地域政党サミットの参加政党8党の共著で、書籍「情報オープン・しがらみフリーの新勢力」を令和4年11月1日に出版しております。

私は、本編は執筆していませんが、間に挟まっているコラムを執筆しておりますので、出版社のご理解を得て、コラムを転載する形で地域政党が「なぜ無所属でも既成政党でもない選択をするのか」という点をお伝えできればと思います。


地域政党サミット 編「情報オープン・しがらみフリーの新勢力」

地域政党サミット 編「情報オープン・しがらみフリーの新勢力」

本書では、地域政党サミットに参加している地域政党京都党、地域政党ゆがわら、地域政党あしたのかわさき、地域政党ふくちやま、神戸志民党、地域政党情報公開こがねい、地域政党自由を守る会、みらい松山の各党の取り組みを掲載しています。

また、前和光市長の松本武洋氏と琉球大学教授の島袋純氏も「地域政党の存在意義」について、それぞれ執筆されています。


“地域政党”のメリット①(無所属との比較)

“地域政党”は、創立者1人しか議員がいないというケースもよくあります。特に立上げ期は、ほとんどの“地域政党”が1人からスタートです。1人ならば、“無所属”で良いのではないかと思われるかもしれません。そこで、“無所属議員”と比較した場合の“地域政党”のメリットを考えてみたいと思います。

そもそも“政党”というのは、「同じ政治的意見を持つ人々が、その意見を実現するためにつくる団体」のことを言います。“政党”は議員の集まりではありません。“政党”に所属する人を党員と呼びますが、議員も民間の有権者も党員として一緒に“政党”の党勢拡大を行い、政治的目的を実現するのが本来の姿です。“政党”の代表や執行部が民間人でも全く問題ないのです。

“無所属議員”にも、党員とイメージが近い存在として“後援会”があります。“後援会”は「議員の活動を支援あるいは支持する人が集まる団体」です。一緒に政治的目的を実現する党員とは立ち位置が違い、あくまで支援者に留まります。これは、言葉の問題だけでなく、実態としてもそうだと感じます。

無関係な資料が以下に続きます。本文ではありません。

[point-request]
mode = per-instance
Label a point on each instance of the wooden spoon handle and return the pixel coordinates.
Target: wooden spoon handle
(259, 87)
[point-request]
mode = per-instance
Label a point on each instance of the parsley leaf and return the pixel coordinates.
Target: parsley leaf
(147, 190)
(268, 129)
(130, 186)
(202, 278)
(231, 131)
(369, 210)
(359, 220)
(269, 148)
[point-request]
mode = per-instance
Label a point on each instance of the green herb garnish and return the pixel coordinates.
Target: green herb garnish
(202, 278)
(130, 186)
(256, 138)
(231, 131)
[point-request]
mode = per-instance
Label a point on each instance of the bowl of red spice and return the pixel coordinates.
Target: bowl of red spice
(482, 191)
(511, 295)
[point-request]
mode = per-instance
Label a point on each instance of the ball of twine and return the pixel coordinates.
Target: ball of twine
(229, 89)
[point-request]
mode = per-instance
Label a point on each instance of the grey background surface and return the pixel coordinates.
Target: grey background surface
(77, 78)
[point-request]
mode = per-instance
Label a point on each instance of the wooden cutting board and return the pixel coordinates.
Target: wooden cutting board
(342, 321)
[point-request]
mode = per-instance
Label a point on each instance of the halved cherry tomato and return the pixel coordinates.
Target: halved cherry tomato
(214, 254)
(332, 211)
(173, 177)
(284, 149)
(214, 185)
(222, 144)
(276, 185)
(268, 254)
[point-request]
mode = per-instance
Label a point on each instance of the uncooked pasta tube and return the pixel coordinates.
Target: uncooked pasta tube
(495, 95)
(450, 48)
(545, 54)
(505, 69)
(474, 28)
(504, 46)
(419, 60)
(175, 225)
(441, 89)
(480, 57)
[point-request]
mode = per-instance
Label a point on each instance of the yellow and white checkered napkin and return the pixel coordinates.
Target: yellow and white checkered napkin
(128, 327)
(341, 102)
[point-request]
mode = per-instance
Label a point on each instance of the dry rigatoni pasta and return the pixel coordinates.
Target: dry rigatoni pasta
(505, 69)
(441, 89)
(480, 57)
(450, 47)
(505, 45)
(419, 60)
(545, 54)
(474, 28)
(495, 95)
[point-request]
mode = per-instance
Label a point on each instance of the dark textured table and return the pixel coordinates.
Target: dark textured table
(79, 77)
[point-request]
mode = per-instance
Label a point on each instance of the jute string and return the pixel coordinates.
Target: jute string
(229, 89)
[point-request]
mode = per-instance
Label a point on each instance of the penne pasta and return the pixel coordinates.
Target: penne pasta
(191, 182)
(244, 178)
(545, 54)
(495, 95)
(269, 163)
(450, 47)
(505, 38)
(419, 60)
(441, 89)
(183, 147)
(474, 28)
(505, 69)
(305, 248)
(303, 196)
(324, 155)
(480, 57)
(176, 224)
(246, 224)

つまり、“地域政党”の1番のメリットは、「この指とまれ」の仲間集めができることです。綱領や政党理念・基本政策を掲げ、議員・議員候補・民間人を問わず賛同する仲間を集め、活動の幅を広げていくことができます。“無所属議員”同士で、会派を組むことはできますが、それぞれの“議員”の後援会の方々が結束することはできません。

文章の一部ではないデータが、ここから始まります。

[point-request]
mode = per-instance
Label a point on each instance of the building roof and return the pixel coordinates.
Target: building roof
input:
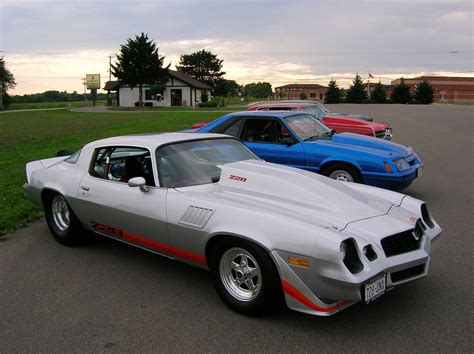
(114, 85)
(189, 80)
(297, 86)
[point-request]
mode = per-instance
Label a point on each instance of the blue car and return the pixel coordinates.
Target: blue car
(299, 140)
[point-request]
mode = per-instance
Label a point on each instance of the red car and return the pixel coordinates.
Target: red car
(334, 121)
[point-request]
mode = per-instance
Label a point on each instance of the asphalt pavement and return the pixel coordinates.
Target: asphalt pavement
(108, 296)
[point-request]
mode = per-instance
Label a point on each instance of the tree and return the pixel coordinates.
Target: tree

最後に、戦術的な話です。公職選挙法の規定により、選挙期間外も“地域政党”の街宣車を走らすことができたり、選挙期間中に“地域政党”のチラシを配ることができたりと“地域政党”だからできる戦術的なメリットもあります。

また、複数候補者が立候補することができれば、統一の政策やデザインを活用することで、党のブランディングになり、有権者に存在や政策をより認識してもらいやすくなるという点も大きなメリットです。

<書籍「情報オープン・しがらみフリーの新勢力」より引用>


“地域政党”のメリット②(既成政党との比較)

「自由民主党」をはじめとする“既成政党”が多く存在する中で、何故わざわざ“地域政党”を選択するのか。“既成政党”と比較した場合の“地域政党”のメリットを考えてみましょう。
 
“既成政党”のほとんどは、国会議員を擁する国政政党ですから、テレビや新聞などへの露出度が高く、一般的な知名度では“地域政党”はなかなか及びません。そんな中で敢えて“地域政党”を選ぶのは、“既成政党”では望むような政治活動や政治的目的が実現できないからです。
 
1つは、“既成政党”は、業界団体・労働組合・宗教団体をはじめとする各種の利権団体を支持母体として抱えており、これらの団体の主張を織り込みながら政治活動をしなければいけない点です。特定の団体の代弁ではなく、一般の有権者、一般の納税者の代弁をしていくには、しがらみが邪魔をします。
 
もう1つは、“既成政党”は東京(日本維新の会は大阪)に本部があり、現場の自治体議員だけで判断をさせてもらえないことが多々ある点です。議員間で交渉をしていても、本部の回答待ちなんてことがよく起こります。現場で正しいと思ったことを、現場で判断するという当たり前のことができません。
 
つまり、議員個人の意見が、大きな力で抑えつけられてしまうわけです。自分の信念をもとに有権者のための政策判断をするには、“既成政党”は組織疲労を起こしているのです。
 
また、これは、“地域政党”だからというよりは新興勢力だからという理由が強いかもしれませんが、“既成政党”の議員では経験できないようなポジションを早くから経験することができます。それは政党の執行部としてのポジションや議会での団長や幹事長などの会派を代表するようなポジションです。“既成政党”では、通常4期目や5期目でようやくまわってくるポジションが、1期目・2期目から経験できるケースが多くあるのも大きなメリットです。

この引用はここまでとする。